Bevor ich mich das erste Mal an die Königsdisziplin des Langstreckenlaufs gewagt habe, hatte ich nur ein Ziel.

Ich wollte den Marathon in unter 4 Stunden laufen.

Den Trainingsplan für meinen ersten Marathon hatte ich mir aus dem Internet geladen.

Doch je ambitionierter ich wurde, desto individueller sollte auch mein Training sein.

Ich wollte keine 0815-Pläne aus dem Internet.

Ich wollte einen Plan, der voll und ganz auf mich abgestimmt war.

Zudem wollte ich genau wissen, welche Trainingseinheit welchen Effekt hat.

Und so entwickelte ich meine eigenen Pläne auf Grundlage von Jack Daniels'.

Doch aller Anfang ist schwer.

Sowohl in Hamburg als auch in Köln blieb ich über meinen gesetzten Zielzeiten von 3:40 und 3:30 Stunden.

Das Selbst-Coaching funktionierte also eher schlecht als recht.

Erst ein Jahr später lief ich unter meiner anvisierten Zielzeit von 3:15 Stunden.

Ein hartes Stück Arbeit.

Allerdings wusste ich auch, dass die Sub3 machbar war.

Statt mich jedoch selbst zu trainieren, ließ ich meine Pläne von einem promovierten Sportwissenschaftler entwickeln.

Und so begann #Breaking3.

Die Trainingswochen im Überblick

#Breaking3 - Woche 1: Endlich wieder Intervalle!
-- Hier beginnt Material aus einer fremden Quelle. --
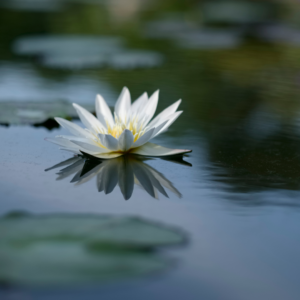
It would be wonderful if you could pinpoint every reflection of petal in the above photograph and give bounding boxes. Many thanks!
[134,161,169,198]
[46,155,188,200]
[71,160,102,185]
[103,159,119,194]
[131,143,192,156]
[132,163,155,198]
[45,156,82,171]
[56,160,84,180]
[147,165,182,198]
[119,156,134,200]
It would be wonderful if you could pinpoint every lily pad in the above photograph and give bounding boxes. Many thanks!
[0,0,63,12]
[0,214,185,286]
[108,50,163,69]
[0,100,94,125]
[202,1,273,25]
[176,29,243,50]
[13,35,163,69]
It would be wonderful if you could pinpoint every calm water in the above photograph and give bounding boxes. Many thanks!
[0,0,300,300]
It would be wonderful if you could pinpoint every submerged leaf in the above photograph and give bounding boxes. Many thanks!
[0,214,185,286]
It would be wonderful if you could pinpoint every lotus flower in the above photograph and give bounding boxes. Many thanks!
[47,87,191,159]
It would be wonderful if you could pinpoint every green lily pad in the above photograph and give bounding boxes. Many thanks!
[0,214,185,286]
[202,1,273,25]
[0,100,94,125]
[13,35,163,69]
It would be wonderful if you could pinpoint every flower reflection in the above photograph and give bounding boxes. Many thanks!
[45,155,191,200]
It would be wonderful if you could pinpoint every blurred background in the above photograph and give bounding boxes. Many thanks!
[0,0,300,300]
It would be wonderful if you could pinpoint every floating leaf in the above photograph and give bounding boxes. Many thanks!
[13,35,163,69]
[0,101,94,125]
[0,213,185,286]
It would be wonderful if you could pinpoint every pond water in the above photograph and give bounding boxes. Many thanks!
[0,0,300,300]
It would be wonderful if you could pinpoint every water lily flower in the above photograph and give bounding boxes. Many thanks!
[46,87,191,159]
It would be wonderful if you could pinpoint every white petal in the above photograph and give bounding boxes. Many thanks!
[72,141,104,153]
[143,91,159,126]
[96,95,115,128]
[98,134,119,151]
[59,148,81,154]
[56,135,97,146]
[119,129,133,151]
[131,93,148,116]
[131,143,192,156]
[55,118,93,138]
[149,100,181,127]
[132,128,155,148]
[115,87,131,123]
[73,103,106,133]
[153,111,182,137]
[88,152,123,159]
[151,120,169,139]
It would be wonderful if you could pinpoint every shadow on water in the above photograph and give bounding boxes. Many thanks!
[45,155,191,200]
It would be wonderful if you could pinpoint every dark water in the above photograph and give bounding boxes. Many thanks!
[0,0,300,300]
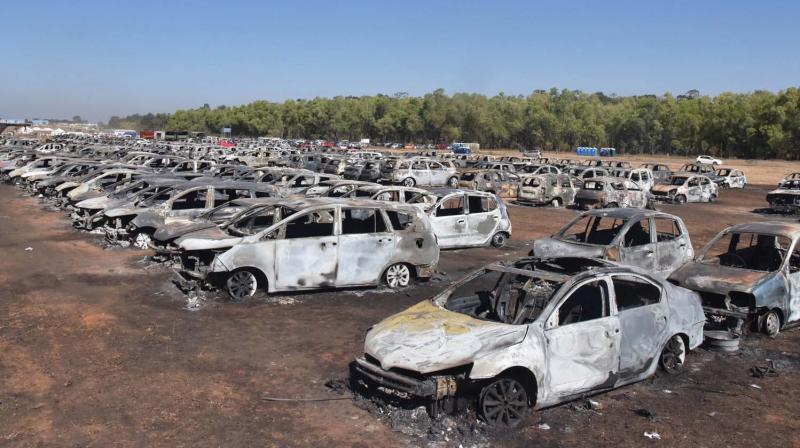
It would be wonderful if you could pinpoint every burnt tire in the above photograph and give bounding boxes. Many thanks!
[478,377,530,428]
[492,232,508,249]
[383,263,411,289]
[658,334,686,375]
[225,269,258,302]
[761,310,781,338]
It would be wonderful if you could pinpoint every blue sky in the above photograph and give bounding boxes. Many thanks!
[0,0,800,120]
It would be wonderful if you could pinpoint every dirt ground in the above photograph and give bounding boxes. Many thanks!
[0,180,800,447]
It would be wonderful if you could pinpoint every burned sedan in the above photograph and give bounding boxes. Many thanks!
[651,173,718,204]
[575,176,650,210]
[530,208,694,275]
[517,174,578,207]
[428,189,511,249]
[767,176,800,213]
[351,259,705,427]
[175,198,439,300]
[669,222,800,336]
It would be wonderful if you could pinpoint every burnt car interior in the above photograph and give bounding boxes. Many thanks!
[701,233,800,272]
[444,258,608,325]
[561,216,627,246]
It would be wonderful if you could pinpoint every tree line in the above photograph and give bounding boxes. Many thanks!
[108,87,800,159]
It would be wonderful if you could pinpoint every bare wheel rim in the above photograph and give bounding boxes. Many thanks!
[386,263,411,288]
[227,271,258,300]
[480,378,528,427]
[661,335,686,375]
[764,311,781,336]
[133,232,152,250]
[492,232,506,247]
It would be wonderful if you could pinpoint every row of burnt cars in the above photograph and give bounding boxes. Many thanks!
[0,142,512,300]
[0,138,800,426]
[262,151,747,209]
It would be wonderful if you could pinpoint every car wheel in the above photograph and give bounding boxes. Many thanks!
[659,334,686,375]
[225,269,258,301]
[492,232,507,248]
[383,263,411,288]
[764,310,781,338]
[133,231,153,250]
[479,378,529,428]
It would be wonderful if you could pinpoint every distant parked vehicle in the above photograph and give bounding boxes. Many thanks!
[717,168,747,188]
[651,173,718,204]
[517,174,578,207]
[530,208,694,275]
[695,155,722,165]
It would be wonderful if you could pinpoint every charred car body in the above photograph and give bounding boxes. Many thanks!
[458,169,521,199]
[351,259,704,427]
[651,173,718,204]
[575,176,650,210]
[669,222,800,336]
[428,189,511,249]
[517,174,578,207]
[175,198,439,300]
[530,208,694,275]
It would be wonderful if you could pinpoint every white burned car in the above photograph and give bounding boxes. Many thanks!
[575,176,650,210]
[717,168,747,188]
[651,173,718,204]
[175,198,439,300]
[381,158,458,187]
[351,259,705,427]
[517,174,578,207]
[530,208,694,275]
[428,189,511,249]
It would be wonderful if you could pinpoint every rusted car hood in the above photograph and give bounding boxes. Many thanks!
[669,262,771,294]
[175,226,242,250]
[533,238,605,258]
[364,301,527,373]
[153,221,217,241]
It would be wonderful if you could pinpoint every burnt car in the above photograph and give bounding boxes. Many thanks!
[381,158,458,187]
[350,259,705,427]
[517,174,578,207]
[717,168,747,188]
[103,181,276,250]
[575,176,650,210]
[458,169,521,199]
[428,189,511,249]
[530,208,694,275]
[175,198,439,300]
[640,163,672,184]
[669,222,800,336]
[767,176,800,213]
[650,173,718,204]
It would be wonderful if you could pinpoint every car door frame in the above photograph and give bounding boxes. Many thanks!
[543,275,621,398]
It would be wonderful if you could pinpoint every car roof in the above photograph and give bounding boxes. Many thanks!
[582,207,680,220]
[726,221,800,238]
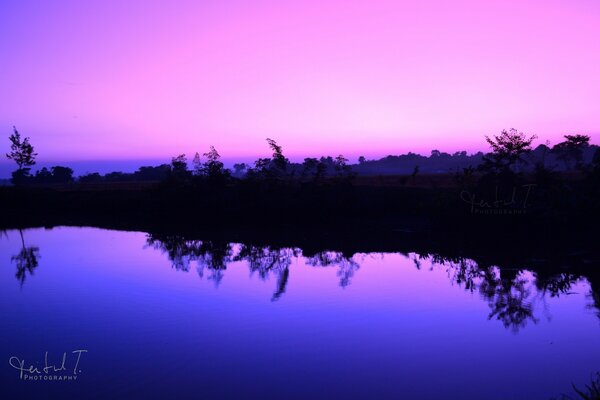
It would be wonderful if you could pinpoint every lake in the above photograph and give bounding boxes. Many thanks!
[0,227,600,399]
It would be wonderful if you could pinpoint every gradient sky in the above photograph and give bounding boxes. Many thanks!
[0,0,600,169]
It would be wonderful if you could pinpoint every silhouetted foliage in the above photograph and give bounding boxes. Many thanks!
[11,229,40,287]
[6,126,37,185]
[482,128,536,174]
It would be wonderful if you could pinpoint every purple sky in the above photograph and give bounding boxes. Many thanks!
[0,0,600,173]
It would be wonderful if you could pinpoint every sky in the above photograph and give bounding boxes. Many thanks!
[0,0,600,175]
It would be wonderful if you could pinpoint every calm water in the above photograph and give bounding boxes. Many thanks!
[0,228,600,399]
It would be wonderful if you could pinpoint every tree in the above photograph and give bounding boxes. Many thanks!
[35,167,52,184]
[552,135,590,169]
[267,138,289,172]
[482,128,536,173]
[333,154,353,179]
[233,163,248,176]
[6,126,37,185]
[202,146,229,181]
[192,152,202,175]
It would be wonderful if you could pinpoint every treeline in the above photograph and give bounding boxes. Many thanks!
[7,128,600,185]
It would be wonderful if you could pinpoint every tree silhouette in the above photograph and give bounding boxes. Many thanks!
[6,126,37,185]
[11,229,40,287]
[552,135,590,169]
[482,128,536,173]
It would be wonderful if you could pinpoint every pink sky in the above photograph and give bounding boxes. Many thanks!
[0,0,600,164]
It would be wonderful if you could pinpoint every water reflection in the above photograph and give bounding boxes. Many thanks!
[147,234,600,333]
[10,229,40,287]
[0,230,600,333]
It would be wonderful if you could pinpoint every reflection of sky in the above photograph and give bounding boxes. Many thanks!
[0,228,600,398]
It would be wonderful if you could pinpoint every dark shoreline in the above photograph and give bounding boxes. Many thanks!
[0,185,600,267]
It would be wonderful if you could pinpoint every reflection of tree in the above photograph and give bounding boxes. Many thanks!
[147,234,233,286]
[145,234,600,324]
[306,251,360,287]
[234,245,300,301]
[483,268,538,332]
[11,229,40,287]
[419,255,538,332]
#Breaking3 - Woche 2: Der Weg zum Early Bird

#Breaking3 - Woche 3: Superkompensation und Erholung

#Breaking3 - Woche 4: Marathon-Training braucht viel Zeit

#Breaking3 - Woche 5: Blackroll gegen harte Waden

#Breaking3 - Woche 6: Die 5 besten Tipps für das Laufen im Winter

#Breaking3 - Woche 7: Intensität vs. Volumen

#Breaking3 - Woche 8: Reisen und Laufen

#Breaking3 – Woche 9: Aktive Regeneration

#Breaking3 - Woche 10: Nahrungsergänzungsmittel für Läufer

#Breaking3 - Woche 11: Verletzungen vermeiden

#Breaking3 - Woche 12: Endbeschleunigung oder Marathon-Tempo-Läufe

#Breaking3 - Woche 13: Verpflegung im Wettkampf

#Breaking3 - Woche 14: RunnersFinest Podcast

#Breaking3 - Woche 15: Laufen trotz Erkältung

#Breaking3 – DNF

#Breaking3 – Berlin Marathon 2018

Solo-Marathon – Unsupported Sub3h Marathon

Geistige Auszeit

Vor vier Jahren hatte ich #Breaking3 ins Leben gerufen.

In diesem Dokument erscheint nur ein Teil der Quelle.